Metaphase chromosomes are organized in substructures distinguished by their staining with dyes. Euchromatin regions contain transcribed sequences, while heterochro-matin regions contain large segments of repetitive sequences. Metaphase chromosomes are also characterized by specific stained sequences (named centromeres) in the middle of the elongated structure, in addition to telomeres at the termini, as discussed earlier. Both centromeres and telomeres have unique repetitive sequences, and in some cases similar sequences have been observed in other regions of chromosomes; these regions are highly condensed and not transcribed.

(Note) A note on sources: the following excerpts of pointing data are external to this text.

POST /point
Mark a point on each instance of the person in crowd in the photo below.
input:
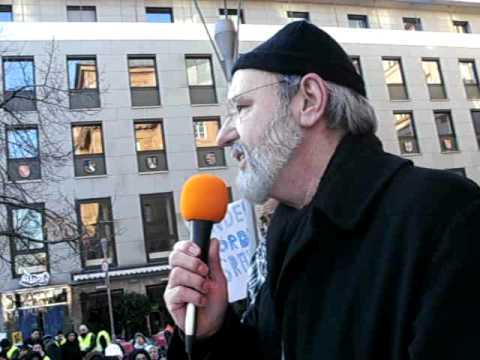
(38, 348)
(54, 348)
(9, 351)
(139, 354)
(369, 256)
(153, 352)
(114, 352)
(71, 349)
(103, 340)
(140, 341)
(35, 336)
(86, 339)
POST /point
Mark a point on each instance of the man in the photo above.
(368, 256)
(86, 339)
(9, 351)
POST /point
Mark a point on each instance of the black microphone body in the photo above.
(200, 235)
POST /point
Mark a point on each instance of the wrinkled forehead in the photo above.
(247, 79)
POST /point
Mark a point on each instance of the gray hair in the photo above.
(346, 109)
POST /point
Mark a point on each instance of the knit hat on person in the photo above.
(300, 48)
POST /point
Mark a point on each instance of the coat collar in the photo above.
(357, 172)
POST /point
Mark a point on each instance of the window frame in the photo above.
(407, 21)
(39, 207)
(30, 161)
(5, 8)
(232, 12)
(163, 152)
(31, 59)
(402, 73)
(358, 17)
(442, 79)
(452, 135)
(415, 134)
(463, 24)
(291, 15)
(155, 89)
(113, 258)
(212, 87)
(81, 9)
(81, 157)
(95, 91)
(159, 10)
(159, 256)
(215, 149)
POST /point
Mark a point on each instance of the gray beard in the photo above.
(265, 161)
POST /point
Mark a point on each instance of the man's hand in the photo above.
(191, 281)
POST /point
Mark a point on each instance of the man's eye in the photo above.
(240, 108)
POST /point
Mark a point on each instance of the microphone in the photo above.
(203, 201)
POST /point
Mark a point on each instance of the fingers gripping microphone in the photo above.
(203, 201)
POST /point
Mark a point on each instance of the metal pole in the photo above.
(105, 267)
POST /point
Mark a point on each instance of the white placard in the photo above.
(236, 234)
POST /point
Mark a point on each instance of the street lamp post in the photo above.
(105, 268)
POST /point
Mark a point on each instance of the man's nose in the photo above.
(227, 135)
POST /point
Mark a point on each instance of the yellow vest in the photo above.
(85, 342)
(105, 335)
(11, 352)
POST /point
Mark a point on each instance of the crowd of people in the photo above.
(86, 346)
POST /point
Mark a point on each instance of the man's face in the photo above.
(266, 134)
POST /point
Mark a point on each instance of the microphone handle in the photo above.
(200, 235)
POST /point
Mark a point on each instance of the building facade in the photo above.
(145, 102)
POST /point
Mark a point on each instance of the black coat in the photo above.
(383, 264)
(71, 351)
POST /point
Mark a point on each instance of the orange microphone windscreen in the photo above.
(204, 197)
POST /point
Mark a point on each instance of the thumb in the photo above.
(214, 259)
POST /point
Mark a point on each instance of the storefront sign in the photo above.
(32, 280)
(236, 234)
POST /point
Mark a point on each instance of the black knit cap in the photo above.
(300, 48)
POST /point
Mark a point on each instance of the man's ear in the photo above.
(313, 96)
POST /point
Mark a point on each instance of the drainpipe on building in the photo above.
(105, 268)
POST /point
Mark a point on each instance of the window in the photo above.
(83, 82)
(89, 157)
(23, 153)
(159, 224)
(476, 124)
(201, 83)
(95, 309)
(394, 78)
(150, 146)
(81, 13)
(358, 21)
(298, 15)
(462, 27)
(208, 153)
(406, 133)
(458, 171)
(162, 15)
(412, 24)
(434, 79)
(142, 71)
(446, 131)
(469, 76)
(27, 246)
(96, 222)
(18, 83)
(6, 13)
(232, 14)
(159, 314)
(356, 63)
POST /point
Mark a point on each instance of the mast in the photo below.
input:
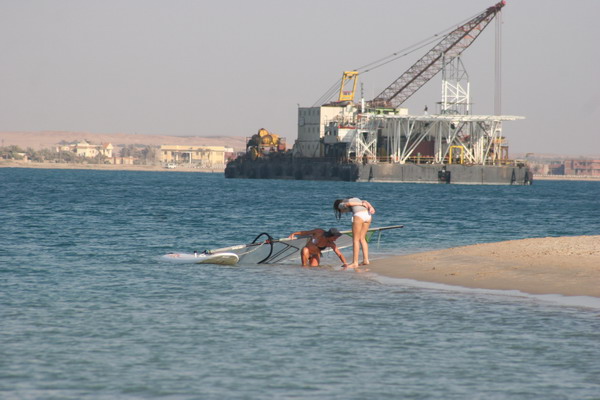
(450, 47)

H. Chromatin Remodeling and Histone Acetylation

In order to make the DNA template available for both replication and transcription, the chromatin is "remodeled." One way to accomplish this reversible process is by altering the electrostatic interaction with histone. Acetylation of lysine residues (and to some extent phosphorylation of serine and threonine residues) reduces the binding affinity of histones with DNA in nucleosome cores and may thus allow exposure of free DNA to the transcriptional machinery. Additionally, a more complex energy-driven process involving the proteins SNF1 and SWI causes a major alteration of the chromatin structure, which is necessary for reprogramming of the transcriptional regimen during growth, development, and associated differentiation. DNA replication also requires access of DNA in free form to the replication machinery and, therefore, may also be dependent on the same remodeling process and could even require dissociation and reassociation of the nucleosome core.